The SCAD Museum of Art presents "Barrier Island," an exhibition of new artwork by renowned artist Michael Joo. Specifically conceived for the SCAD Museum of Art, the exhibition is inspired by the location, natural resources and anthropology of coastal Georgia. The artist explores the residual effects of natural phenomena and human intervention on the landscape over time and how these forces shape cultures and identities.
The exhibition draws from original research conducted by Joo on Sapelo Island, a barrier island and nature reserve off the coast of Georgia, as well as his ongoing exploration of natural and chemical materials and processes.
In collaboration with the SCAD preservation design program, the artist created a site-specific installation made of tabby — a southern, vernacular building material comprised of lime, sand and shells. A series of large-scale, two-dimensional works features images derived from the forests and natural growth on the island. These works embody important material and conceptual explorations by Joo over the last decade, involving a complex chemical process using silver nitrate and sensitized epoxy to reveal layered imagery. The luster and reflectivity of these works are echoed by the polished marble surfaces of three monumental structures, aptly described by the artist as “billboards.”
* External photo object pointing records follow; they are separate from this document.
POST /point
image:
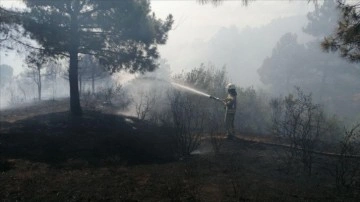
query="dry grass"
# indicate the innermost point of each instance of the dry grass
(105, 157)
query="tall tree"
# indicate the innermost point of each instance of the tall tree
(347, 34)
(122, 34)
(90, 70)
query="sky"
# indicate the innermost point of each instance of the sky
(196, 23)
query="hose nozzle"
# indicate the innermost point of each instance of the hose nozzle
(215, 98)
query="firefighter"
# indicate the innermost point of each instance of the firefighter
(230, 106)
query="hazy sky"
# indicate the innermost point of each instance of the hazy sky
(195, 22)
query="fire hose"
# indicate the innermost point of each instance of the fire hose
(215, 98)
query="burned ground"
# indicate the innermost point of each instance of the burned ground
(47, 155)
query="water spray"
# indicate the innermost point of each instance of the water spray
(186, 88)
(196, 91)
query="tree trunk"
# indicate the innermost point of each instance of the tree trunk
(39, 83)
(75, 107)
(93, 82)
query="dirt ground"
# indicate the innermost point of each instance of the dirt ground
(47, 155)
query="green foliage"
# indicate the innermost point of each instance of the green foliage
(331, 80)
(345, 39)
(121, 34)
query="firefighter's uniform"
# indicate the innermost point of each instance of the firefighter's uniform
(230, 104)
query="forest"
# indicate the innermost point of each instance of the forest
(92, 111)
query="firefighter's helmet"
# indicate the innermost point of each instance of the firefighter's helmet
(230, 86)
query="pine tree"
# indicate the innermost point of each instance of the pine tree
(121, 34)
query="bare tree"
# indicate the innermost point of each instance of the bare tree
(188, 120)
(298, 123)
(145, 104)
(35, 61)
(347, 172)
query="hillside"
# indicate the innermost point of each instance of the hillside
(47, 155)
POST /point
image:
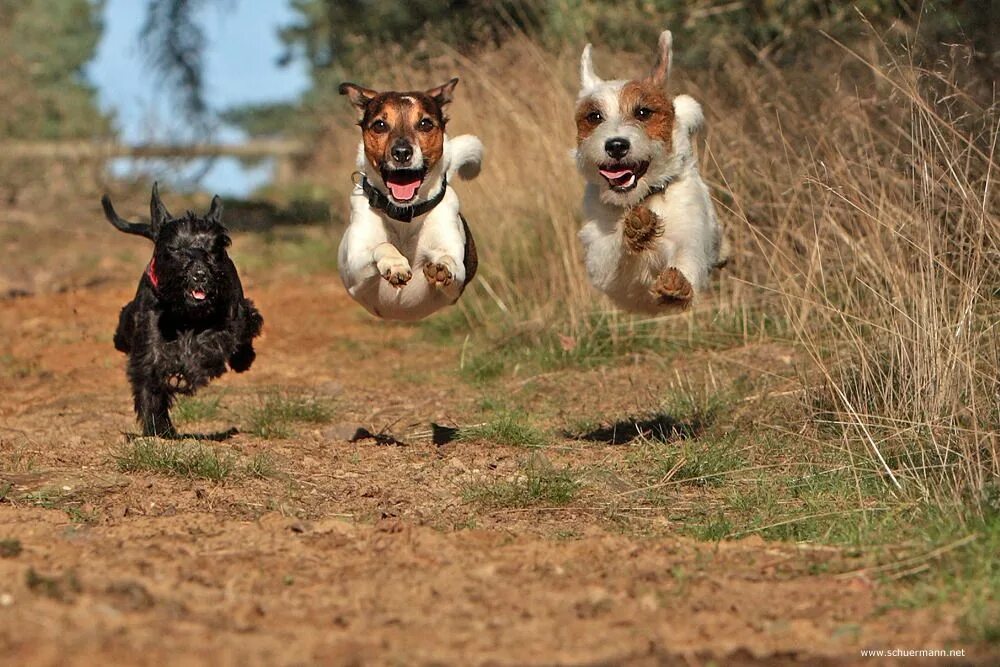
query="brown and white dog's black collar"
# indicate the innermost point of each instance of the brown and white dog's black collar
(380, 201)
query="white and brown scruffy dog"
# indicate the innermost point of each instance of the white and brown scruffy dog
(651, 236)
(405, 217)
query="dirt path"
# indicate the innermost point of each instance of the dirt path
(356, 553)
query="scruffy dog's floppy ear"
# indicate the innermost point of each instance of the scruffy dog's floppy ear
(688, 115)
(158, 213)
(588, 76)
(215, 211)
(661, 73)
(443, 93)
(359, 95)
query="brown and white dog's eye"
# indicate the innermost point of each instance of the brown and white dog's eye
(644, 113)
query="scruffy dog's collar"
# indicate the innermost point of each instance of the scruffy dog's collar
(655, 190)
(378, 200)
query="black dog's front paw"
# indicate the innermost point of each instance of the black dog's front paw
(177, 382)
(242, 359)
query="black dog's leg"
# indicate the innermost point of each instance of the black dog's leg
(150, 359)
(247, 324)
(153, 406)
(126, 328)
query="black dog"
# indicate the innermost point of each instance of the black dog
(189, 317)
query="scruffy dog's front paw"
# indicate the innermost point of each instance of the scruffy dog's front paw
(438, 274)
(395, 271)
(672, 288)
(640, 229)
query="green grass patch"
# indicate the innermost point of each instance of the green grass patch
(275, 416)
(197, 408)
(178, 459)
(10, 548)
(508, 428)
(538, 484)
(261, 466)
Sapelo Island inspired Joo with its rich and tumultuous history of human habitation. Home to one of the last remaining intact Gullah – Geechee communities in the United States, the island’s status as a nature preserve enabled verdant growth to overtake much of the earlier traces of human influence on the landscape. This includes the large-scale, ancient Native American Sapelo shell rings complex (dated to 2170 B.C.); extensive landscaping and excavations exerted by the plantation owners of the 19th and 20th centuries; a compacted sawdust landmass created during the radical deforestation and logging of the island for the hungry timber industries of the 19th century; rapidly eroding tabby structures; tombstones of ancestors of African-American inhabitants in Behavior Cemetery and the ostentatious edifices of the Reynolds Mansion that recall the island’s social and economic iniquities.